Le « syndrome de Wobbler », également appelé myélopathie sténotique vertébrale, est un trouble relativement courant chez les chevaux, et notamment ceux à sang chaud. Les chevaux atteints du syndrome de Wobbler, communément appelés «Wobblers», ont une coordination réduite (ataxie) des membres postérieurs, ce qui donne l’impression qu’ils titubent. Bien que le signe clinique le plus courant soit qu’ils vacillent, une foule d’autres symptômes sont perceptibles en raison de leur coordination perturbée. Les chevaux présentant un léger degré d’ataxie ont des symptômes assez vagues qui ne sont généralement pas immédiatement reconnus par leurs propriétaires.
Dans cet article, nous détaillerons les différents degrés et symptômes de l’ataxie, le diagnostic et le traitement des chevaux atteints du syndrome de Wobbler.
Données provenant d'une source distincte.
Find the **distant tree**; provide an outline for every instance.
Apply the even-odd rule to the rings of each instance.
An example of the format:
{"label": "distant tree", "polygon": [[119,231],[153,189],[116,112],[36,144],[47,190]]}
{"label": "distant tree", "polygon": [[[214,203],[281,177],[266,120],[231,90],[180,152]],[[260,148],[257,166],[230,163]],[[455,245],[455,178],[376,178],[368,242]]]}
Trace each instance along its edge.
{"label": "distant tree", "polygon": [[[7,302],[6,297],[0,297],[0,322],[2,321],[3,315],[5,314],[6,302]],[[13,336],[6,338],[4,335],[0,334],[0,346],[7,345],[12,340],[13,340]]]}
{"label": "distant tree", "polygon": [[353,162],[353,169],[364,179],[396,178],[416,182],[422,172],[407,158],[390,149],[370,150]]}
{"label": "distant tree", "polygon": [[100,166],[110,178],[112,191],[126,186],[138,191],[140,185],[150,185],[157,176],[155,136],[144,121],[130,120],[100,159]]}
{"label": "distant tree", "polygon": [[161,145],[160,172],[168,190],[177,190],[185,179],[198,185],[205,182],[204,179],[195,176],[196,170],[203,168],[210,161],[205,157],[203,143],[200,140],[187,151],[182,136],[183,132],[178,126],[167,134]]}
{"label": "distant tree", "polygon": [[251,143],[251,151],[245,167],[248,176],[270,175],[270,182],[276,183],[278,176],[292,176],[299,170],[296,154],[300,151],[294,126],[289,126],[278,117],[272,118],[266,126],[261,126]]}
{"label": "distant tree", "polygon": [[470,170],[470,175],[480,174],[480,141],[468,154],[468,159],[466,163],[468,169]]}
Comment reconnaître un cheval atteint d’ataxie?
L’ataxie est un problème neurologique où le cheval a une coordination et une proprioception réduites. Le problème est souvent localisé au niveau de l’arrière-main, mais il peut certainement inclure l’avant-main. La gravité de l’ataxie varie en fonction de la cause et est classée selon des degrés différents. Les degrés vont de 0 à 5, là où le degré 0 correspond à un cheval neurologiquement normal et le degré 5 (la forme la plus grave) à un cheval qui ne peut plus se tenir debout et qui est paralysé.
Les chevaux suspectés d’ataxie sont d’abord soumis à un examen neurologique approfondi. Cette inspection confirmera ou non les soupçons d’ataxie et déterminera sa gravité (de 0 à 5). Les tests neurologiques sont plutôt faciles à réaliser, mais nécessitent l’expérience nécessaire pour une interprétation correcte.
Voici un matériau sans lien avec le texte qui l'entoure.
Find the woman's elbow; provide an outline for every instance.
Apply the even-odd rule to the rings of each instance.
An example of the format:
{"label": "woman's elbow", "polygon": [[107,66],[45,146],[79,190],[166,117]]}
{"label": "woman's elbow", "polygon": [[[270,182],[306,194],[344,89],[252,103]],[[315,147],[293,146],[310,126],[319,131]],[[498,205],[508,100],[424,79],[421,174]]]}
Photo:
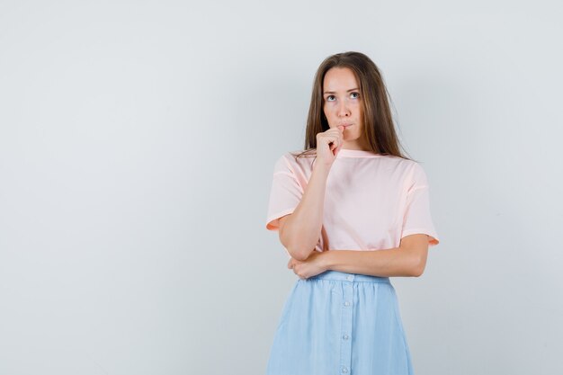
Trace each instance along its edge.
{"label": "woman's elbow", "polygon": [[304,260],[308,258],[308,255],[310,254],[310,252],[306,252],[303,249],[297,249],[293,247],[286,247],[286,249],[293,259],[300,262],[303,262]]}
{"label": "woman's elbow", "polygon": [[424,272],[424,268],[426,267],[426,262],[422,259],[415,262],[415,264],[411,267],[410,275],[413,277],[420,277]]}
Certains troubles neurologiques typiques des « wobblers » sont :
- Proprioception retardée lors du croisement des membres. Si vous mettez les membres (antérieurs) du cheval en position croisée, le cheval doit immédiatement les remettre dans leur position normale.

- Les « wobblers » laissent leurs jambes croisées trop longtemps et ont un réflexe retardé pour les remettre en position normale.
- Problèmes de coordination lorsque vous faites un petit cercle ou que vous entrez dans un petit huit de chiffre. Les « wobblers » ne vont pas poser leurs membres à la juste place. Ils vont parfois se marcher sur les pieds à l’avant et tituber les jambes écartées à l’arrière.
- Reculer est difficile, ils ne soulèvent généralement pas assez les antérieurs et font traîner leurs jambes.
- Accentuation des symptômes en marchant sur une pente. En raison de leur faiblesse dans l’arrière-train, il est difficile de monter et de descendre une pente. Ce test simple clarifie les symptômes
- Les « wobblers » ont aussi régulièrement le tonus de la queue réduit
- Arrière-main molle : un simple test consiste à faire marcher une personne en ligne droite avec le cheval, tout en tirant la queue brusquement sur le côté. Les chevaux atteints d’ataxie perdront leur équilibre à ce moment-là et seront nettement moins stables que les chevaux normaux.
- Diminution de la mobilité du cou. Une flexion manuelle du cou est généralement difficile, le cou est raide, voire douloureux.
Comme mentionné précédemment, la forme d’ataxie la plus typique peut être observée au niveau de l’arrière-main. Mais les chevaux souffrant de problèmes au cou peuvent également présenter des symptômes beaucoup plus subtils à l’avant-main.
Par exemple, les chevaux peuvent être raides à l’avant ou même boiteux de l’un ou des deux antérieurs en raison d’une lésion au cou.
Le vétérinaire ne détectera aucune anomalie dans les jambes de ces chevaux lors de l’examen orthopédique. Tout semble bon d’un point de vue orthopédique, mais le cheval est boiteux. Cette boiterie peut être très légère et intermittente. Cela signifie que le cheval s’est blessé un jour ou l’autre.
Les chevaux présentant de tels symptômes doivent donc toujours subir un examen approfondi de l’encolure.
Les chevaux atteints d’ataxie ne peuvent pas coordonner parfaitement leurs mouvements et avec des chevaux d’obstacle présentant une légère forme d’ataxie, nous voyons régulièrement qu’ils sautent excessivement haut pour être sûrs de franchir l’obstacle. Ils galopent également “désunis” et dans le cas d’une ataxie sévère, le cheval galope comme un lapin. Si vous voyez de tels chevaux courir au pré, vous remarquerez également que leurs arrière-mains faibles leur rendent souvent difficile d’effectuer un arrêt rapide et efficace. Par conséquence, ils tombent et trébuchent plus rapidement, ce qui signifie que les chevaux présentant une ataxie évidente ne peuvent plus être montés pour des raisons de sécurité.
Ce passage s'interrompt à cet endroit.